My congressman expressed a similar Isolationism about Iraq when he said America has no business getting involved in Iraq's thousand years civil war. A Democrat claiming Bush started the War, we had to business fighting. I heard the same belief in emails to me in Iraq from Church members. Americans have no business in the Europe's or the Middle East's or SE Asian's anyone else's wars. Let those Asian boys fight them as LBJ tried to triangulated the sentiment. Let the Iraqi's fight their own civil war.
When the Military Voices group met, and folks explained their Churches efforts to honor Vets in special services, I suggested we ought to have another service to hear the voices of those opposed to these Wars. Hear their reflections now. Repeat the words they wrote then.
I get mixed reviews on those thoughts. Sometimes I'm told no one, or hardly anyone, opposed America's entry into WW2. America was united then, in a way not today.
I doubt that. Paul Fussell's The Boys' Crusade dispelled that nostrum for me.
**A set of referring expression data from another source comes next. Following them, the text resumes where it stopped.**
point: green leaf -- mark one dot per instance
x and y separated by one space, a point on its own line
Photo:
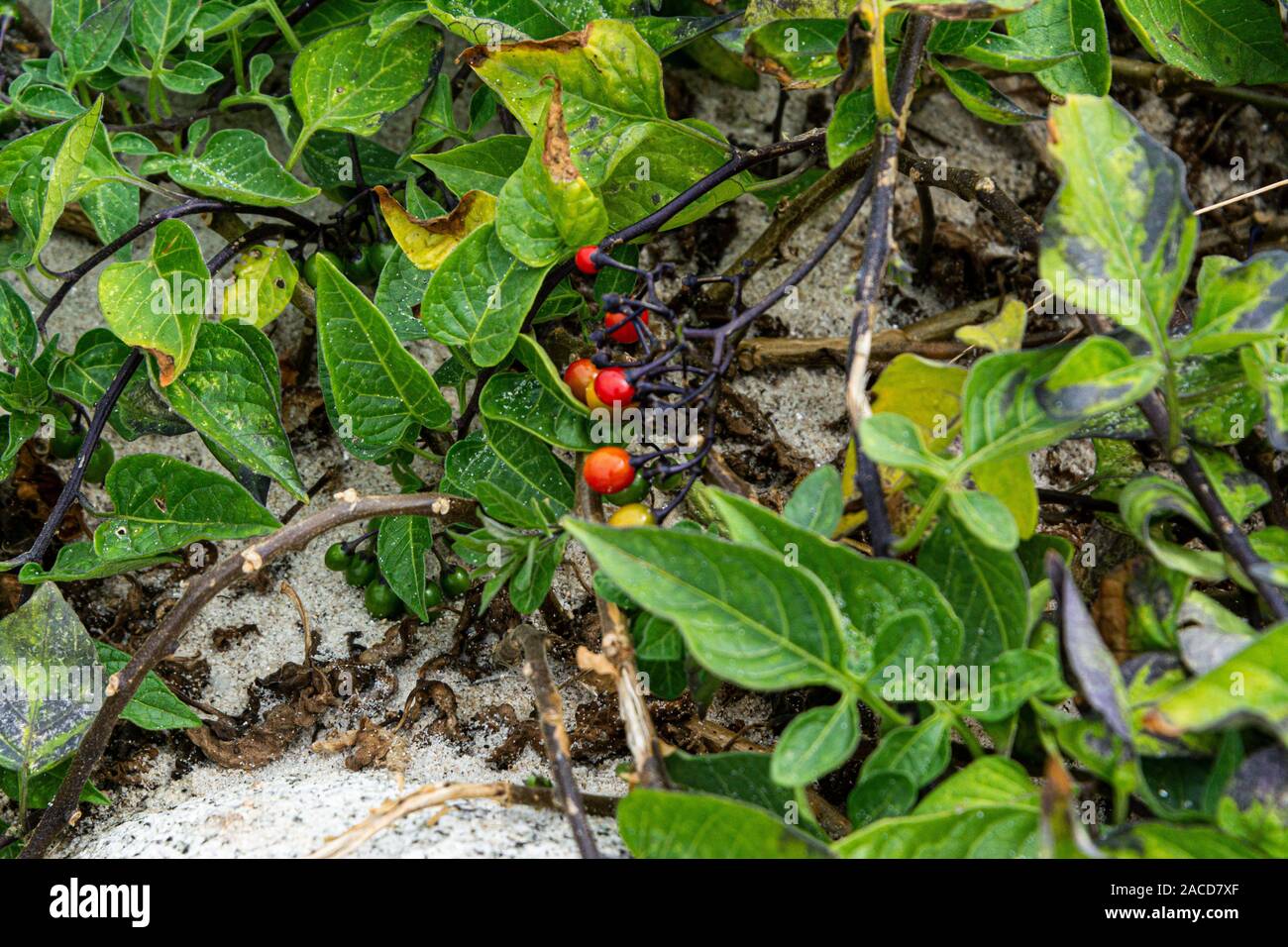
1237 304
265 278
990 809
546 209
158 303
768 11
986 518
51 692
1222 42
162 504
885 795
1119 237
513 462
739 776
531 581
189 77
980 98
1089 657
816 502
480 165
1150 497
342 84
227 395
1014 678
799 53
1013 54
77 562
47 183
42 789
327 162
872 594
660 655
398 294
159 26
16 429
1010 479
745 615
400 548
235 165
533 357
90 48
85 375
815 742
896 441
1250 685
614 114
919 751
1162 840
1056 26
18 334
986 586
154 706
374 381
1100 373
480 296
656 823
520 399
Read Fussell's analysis of the troop morale reports and how many understood why America was fighting Germany.
So, to try and recapture some of those anti-War voices, and to hear what they were saying during the war --recall sedition laws were enforced then-- I'm going to try and reclaim some of those voices and post them.
For starters, fellow Dutch-American and Hope College Grad --still remembered by Hope too with lectures in his name on War and Peace-- AJ Muste. Here are some thoughts on what Muste believed during the War via Ira Chernus,
Muste pointed out that if the U.S. destroyed Germany, it would have to impose a long military occupation and deny democracy to the Germans, or else risk another war. Moreover, the victorious Allies would inevitably resume their domination of the world's economic resources, perpetuating the inequities that had led to the war in the first place. Listening to the pronouncements of U.S. and British leaders during the war, Muste heard a vision of "American-British military domination of the earth," to protect their economic advantage. Indeed, he said, all possible outcomes of the war would lead to more enmity, not the world community that U.S. leaders publicly advocated. Capitalism would be preserved and its rule strengthened. A return to the familiar pre-war capitalist system, buttressed by a massively militarized state, would lead to more economic depressions. (Many pro-capitalist observers agreed with him on this point.) Then there would be either "a period marked by chaos and incalculable woe", or the imposition of totalitarian-style controls¾ the very thing the war was supposed to prevent. Eventually, just as after World War I, the bitterness and hardship created by this war would sow the seeds of the next.So when we honor the Vets, we ought consider another service, and recall those opposed. Read them, and ask ourselves what would have happened had we followed their paths. The notion America was headed for a huge economic collapse absent the War Time stimulus, and potentially Fascism, was a widespread thought on both the left and right in War Time America.
[***]
Some of Muste's predictions about the postwar era were accurate. The European imperial systems did collapse. There was a new war. Although it was a cold war, it did bring a vast militarization of U.S. society. And it brought more insecurity to many millions of people. But it would be hard to argue that World War II created, in any sense, the kind of total disaster or world "suicide" that Muste predicted. He took the post-World War I era as his model, expecting it to be replicated on a larger scale. But it did not happen that way. There was no economic depression. Nor were there social revolutions in Europe. And the defeated nations made no effort to strike back at the victors militarily. Muste's views proved to be excessively apocalyptic. This was true, in part, because the U.S. government made sure it did not happen. Ironically, U.S. leaders were acting out of apocalyptic fears surprisingly similar to Muste's, though of course they blamed the supposed threats on quite different factors than he did.
Why that didn't happen an important thing to understand.
Why Muste's forecast didn't fully come true; the result of Muste's any many others profound misunderstanding of Americans and our institutions.
We're not going to understand his failure if we don't resurrect these voices, and a service bringing them back-to-life a nice way to start that appraisal. War didn't begat more war, but fear of another did begat an absense of War: And the defeated nations made no effort to strike back at the victors militarily. Muste's views proved to be excessively apocalyptic. This was true, in part, because the U.S. government made sure it did not happen.
Make sure it does not happen... that's what America did, and still tries today. We forget that if we forget the critic A J Muste.